In his days as managing director of Nordisk Film Production, Magnusson attended the PFM as a financier. Now, he is back — but on the other side of the table.
He acknowledges that it is tougher to work with the UK as a co-production partner under the terms of the UK tax credit than in old sale-and-leaseback days. “It might be harder now to get the money, but if you are in place to benefit from the [new] schemes, it’s easier than it was before.”
Maurizio Totti, Colorado Film, Italy
Totti, best known internationally for his films with Gabriele Salvatores, is attending the PFM with $8.9m English-language UK-set horror picture, Moths.
The film is being directed by Stefano Bessoni, who recently enjoyed success in Italy with supernatural thriller Imago Mortis.
Totti will be in London looking for UK co-production partners. He has meetings set up with Aramid, Lionsgate, Wild Bunch, CinemaNX and E1 Entertainment.

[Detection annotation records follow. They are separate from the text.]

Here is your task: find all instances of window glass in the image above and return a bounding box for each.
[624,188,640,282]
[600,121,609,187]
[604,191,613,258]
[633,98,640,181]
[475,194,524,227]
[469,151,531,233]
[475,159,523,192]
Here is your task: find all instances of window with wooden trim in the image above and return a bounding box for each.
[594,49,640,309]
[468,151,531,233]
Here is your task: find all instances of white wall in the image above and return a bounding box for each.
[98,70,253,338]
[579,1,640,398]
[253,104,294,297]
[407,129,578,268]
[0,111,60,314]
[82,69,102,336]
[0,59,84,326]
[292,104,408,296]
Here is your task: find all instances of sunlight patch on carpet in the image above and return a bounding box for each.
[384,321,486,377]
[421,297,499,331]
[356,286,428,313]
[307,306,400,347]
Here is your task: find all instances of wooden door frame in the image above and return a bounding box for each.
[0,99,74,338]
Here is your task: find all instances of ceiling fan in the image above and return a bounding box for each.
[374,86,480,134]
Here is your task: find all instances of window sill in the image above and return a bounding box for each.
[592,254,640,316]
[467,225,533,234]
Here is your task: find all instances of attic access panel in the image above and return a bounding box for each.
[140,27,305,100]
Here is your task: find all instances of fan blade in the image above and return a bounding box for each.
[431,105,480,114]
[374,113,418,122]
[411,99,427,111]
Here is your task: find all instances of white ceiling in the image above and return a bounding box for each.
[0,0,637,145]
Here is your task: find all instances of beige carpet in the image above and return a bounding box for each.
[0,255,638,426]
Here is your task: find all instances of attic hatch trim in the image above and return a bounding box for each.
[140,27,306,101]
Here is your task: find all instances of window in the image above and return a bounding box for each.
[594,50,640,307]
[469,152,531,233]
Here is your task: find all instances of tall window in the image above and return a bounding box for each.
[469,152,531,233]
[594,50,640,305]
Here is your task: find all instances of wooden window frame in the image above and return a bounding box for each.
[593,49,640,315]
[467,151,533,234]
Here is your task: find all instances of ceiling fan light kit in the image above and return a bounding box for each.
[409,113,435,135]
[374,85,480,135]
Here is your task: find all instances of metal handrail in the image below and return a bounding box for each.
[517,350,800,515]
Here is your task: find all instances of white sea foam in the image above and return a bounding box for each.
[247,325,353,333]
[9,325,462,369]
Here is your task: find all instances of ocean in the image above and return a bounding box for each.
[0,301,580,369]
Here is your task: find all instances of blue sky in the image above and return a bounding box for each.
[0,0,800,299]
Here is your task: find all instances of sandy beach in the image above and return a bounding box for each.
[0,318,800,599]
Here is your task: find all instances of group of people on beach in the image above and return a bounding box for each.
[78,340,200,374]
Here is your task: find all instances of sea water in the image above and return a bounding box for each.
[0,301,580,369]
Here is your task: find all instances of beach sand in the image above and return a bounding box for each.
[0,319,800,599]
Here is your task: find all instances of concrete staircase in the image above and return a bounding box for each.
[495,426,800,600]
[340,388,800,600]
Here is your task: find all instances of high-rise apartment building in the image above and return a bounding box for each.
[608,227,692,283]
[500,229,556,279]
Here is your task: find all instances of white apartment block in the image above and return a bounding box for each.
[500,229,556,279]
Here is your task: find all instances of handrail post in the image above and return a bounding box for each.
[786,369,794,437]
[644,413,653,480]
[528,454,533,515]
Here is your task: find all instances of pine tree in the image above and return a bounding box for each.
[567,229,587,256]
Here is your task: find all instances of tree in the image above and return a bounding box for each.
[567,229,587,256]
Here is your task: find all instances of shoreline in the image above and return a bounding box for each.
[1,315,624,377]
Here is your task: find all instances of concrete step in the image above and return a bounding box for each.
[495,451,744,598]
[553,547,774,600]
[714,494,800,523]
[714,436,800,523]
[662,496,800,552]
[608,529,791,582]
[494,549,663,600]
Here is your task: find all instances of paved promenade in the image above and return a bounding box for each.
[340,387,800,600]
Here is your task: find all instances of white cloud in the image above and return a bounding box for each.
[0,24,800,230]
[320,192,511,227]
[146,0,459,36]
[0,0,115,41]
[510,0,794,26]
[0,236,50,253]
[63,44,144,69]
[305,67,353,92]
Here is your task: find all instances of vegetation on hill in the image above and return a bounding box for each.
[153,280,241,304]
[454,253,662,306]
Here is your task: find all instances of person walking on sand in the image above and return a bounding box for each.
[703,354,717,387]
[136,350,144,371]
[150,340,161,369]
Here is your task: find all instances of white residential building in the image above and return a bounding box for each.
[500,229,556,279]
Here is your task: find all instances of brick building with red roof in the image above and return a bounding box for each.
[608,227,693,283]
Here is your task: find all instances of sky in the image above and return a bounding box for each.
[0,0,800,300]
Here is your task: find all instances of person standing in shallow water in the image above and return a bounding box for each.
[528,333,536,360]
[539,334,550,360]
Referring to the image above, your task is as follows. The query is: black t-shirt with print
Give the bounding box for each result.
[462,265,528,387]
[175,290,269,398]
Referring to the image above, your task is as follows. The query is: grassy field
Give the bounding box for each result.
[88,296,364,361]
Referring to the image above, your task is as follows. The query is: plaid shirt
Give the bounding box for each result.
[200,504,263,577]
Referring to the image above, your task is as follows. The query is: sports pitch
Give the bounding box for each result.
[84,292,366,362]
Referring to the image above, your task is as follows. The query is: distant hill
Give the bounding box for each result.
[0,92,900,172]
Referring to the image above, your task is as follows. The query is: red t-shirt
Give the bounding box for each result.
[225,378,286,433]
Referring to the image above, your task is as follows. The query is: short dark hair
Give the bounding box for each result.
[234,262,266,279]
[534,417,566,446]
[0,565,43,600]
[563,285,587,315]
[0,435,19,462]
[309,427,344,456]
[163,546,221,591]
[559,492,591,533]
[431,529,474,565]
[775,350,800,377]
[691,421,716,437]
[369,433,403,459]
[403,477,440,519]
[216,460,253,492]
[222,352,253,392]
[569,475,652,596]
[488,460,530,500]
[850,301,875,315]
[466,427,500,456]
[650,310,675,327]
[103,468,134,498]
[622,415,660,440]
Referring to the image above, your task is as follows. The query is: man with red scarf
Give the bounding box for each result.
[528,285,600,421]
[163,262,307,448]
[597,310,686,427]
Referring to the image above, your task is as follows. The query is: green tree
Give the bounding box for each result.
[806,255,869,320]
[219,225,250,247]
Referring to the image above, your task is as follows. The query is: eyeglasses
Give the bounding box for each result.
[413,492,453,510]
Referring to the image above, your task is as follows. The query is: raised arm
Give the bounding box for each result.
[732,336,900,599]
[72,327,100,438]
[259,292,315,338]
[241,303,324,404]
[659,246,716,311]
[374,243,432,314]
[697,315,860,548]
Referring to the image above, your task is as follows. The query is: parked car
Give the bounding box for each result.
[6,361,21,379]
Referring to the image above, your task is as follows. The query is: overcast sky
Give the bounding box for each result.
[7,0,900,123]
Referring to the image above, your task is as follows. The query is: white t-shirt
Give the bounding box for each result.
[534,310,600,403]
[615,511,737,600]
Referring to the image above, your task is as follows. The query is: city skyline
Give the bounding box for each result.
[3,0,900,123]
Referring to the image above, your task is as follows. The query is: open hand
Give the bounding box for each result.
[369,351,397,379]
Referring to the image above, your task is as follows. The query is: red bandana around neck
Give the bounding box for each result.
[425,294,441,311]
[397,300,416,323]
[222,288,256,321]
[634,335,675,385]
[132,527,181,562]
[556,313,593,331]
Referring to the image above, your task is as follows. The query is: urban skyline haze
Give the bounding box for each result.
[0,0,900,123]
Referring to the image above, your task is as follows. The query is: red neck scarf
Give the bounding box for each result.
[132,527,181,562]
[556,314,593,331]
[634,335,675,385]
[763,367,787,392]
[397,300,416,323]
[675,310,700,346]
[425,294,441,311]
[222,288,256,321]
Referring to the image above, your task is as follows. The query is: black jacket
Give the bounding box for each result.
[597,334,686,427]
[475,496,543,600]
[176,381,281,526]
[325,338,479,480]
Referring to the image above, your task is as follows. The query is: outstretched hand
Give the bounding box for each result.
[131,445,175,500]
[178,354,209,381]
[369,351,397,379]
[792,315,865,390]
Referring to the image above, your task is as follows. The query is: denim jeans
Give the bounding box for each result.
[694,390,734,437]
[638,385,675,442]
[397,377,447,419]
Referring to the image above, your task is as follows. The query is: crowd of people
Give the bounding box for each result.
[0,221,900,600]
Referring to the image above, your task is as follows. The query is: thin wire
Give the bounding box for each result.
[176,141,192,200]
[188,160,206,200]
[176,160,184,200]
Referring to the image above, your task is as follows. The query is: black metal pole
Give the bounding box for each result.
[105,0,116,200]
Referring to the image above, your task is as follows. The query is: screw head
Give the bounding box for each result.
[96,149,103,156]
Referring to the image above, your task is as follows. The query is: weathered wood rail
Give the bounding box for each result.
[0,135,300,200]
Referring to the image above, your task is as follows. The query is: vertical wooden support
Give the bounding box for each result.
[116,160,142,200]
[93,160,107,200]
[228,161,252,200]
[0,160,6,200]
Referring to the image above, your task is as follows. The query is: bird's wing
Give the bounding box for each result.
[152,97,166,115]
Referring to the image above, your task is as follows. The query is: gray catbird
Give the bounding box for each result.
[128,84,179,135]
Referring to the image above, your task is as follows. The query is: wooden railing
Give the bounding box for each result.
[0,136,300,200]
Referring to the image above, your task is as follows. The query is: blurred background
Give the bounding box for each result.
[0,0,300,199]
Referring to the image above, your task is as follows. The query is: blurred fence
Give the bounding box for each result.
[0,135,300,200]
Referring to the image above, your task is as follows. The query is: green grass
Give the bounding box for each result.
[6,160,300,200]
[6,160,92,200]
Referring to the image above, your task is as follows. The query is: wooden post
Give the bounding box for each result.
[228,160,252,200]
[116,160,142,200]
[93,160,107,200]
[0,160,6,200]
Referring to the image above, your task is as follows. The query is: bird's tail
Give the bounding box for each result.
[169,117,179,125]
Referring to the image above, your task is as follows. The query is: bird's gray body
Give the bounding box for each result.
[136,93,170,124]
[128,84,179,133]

”Moths is an independent but not a low-budget movie,” he says. “We’re looking for solid backing. If potential partners like the movie, we can make a great international movie.”
If Moths takes wing, Totti has other potential English-language projects to push, including one for Salvatores.
Lionello Cerri, Lumiere & Co, Italy
Lumiere & Co is bringing two projects to the PFM, Artless And Jobless and Friendly Fire. “I participated last year and the PFM offers a very good organisation and very interesting contacts,” Cerri says.
He welcomes the fact the market takes place during the London Film Festival. The projects the producer is bringing to the PFM are both Italian language. “But we think they have a great international potential because of the universality of plot and subject.”
Friendly Fire is a $4.4m (€3m) Italy-France co-production about Giuliana Sgrena, a reporter working for the Italian newspaper Il Manifesto who was kidnapped in Iraq in 2005, and Nicola Calipari, the Italian secret-service agent who successfully freed her but was subsequently killed at a US checkpoint.
Artless And Jobless is a comedy about unemployed workers who plot to steal a hoard of contemporary art. Cerri aims to find European co-producers for both projects at the PFM.